Has E-Tail's Forefather Returned to Rule Again?
John-Erik is a member of The Motley Fool Blog Network -- entries represent the personal opinion of the blogger and are not formally edited.
E-commerce is a megatrend that retail investors should be looking to capitalize on. At a time where overall U.S. consumer spending has crept along at an average annual growth rate of under 2%, e-commerce has been growing by leaps and bounds. E-tail sales were up by 15% in 2012.
Opportunities abound, especially if you’re willing to zig while others zag. We’ll take a look at one of those more ziggy opportunities below.
But first, let’s face it. When it comes to investing opportunities in e-commerce, Amazon (NASDAQ: AMZN) is the elephant in the room.
It’s been staking out an ever-more-dominant position in the industry. Amazon has grown its annual revenues by some 314% since 2008. Its ever-expanding offerings are pummeling brick-and-mortar stores across the U.S.

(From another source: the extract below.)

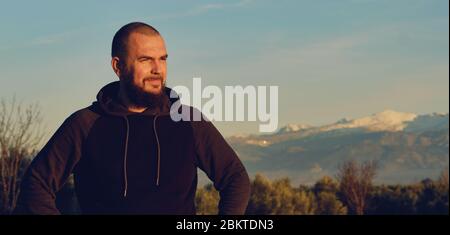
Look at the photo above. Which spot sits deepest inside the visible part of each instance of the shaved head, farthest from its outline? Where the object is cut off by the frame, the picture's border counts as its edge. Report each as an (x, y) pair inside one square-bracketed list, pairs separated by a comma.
[(120, 41)]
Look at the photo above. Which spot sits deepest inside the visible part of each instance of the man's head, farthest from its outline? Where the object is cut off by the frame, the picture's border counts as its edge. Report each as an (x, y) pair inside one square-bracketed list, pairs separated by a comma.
[(139, 60)]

Amazon also sells at a price that makes many investors – including this one – cringe. Forward earnings estimates for Amazon come in somewhere between $1.39 and $1.67 a share in 2013. That puts the e-tail giant selling at a 1-year forward PE of somewhere between 159 and 190.
What’s more, Amazon’s continuing plans to get products to consumers faster has brought with it many new warehouses – ongoing expenses that could zap margins for years to come.
All that makes Amazon a risky proposition.
But it just so happens that there's another fast-growing e-commerce play with an already dominant position and bright prospects for accelerating growth. And this one sells at a very reasonable multiple of around 20 times forward earnings.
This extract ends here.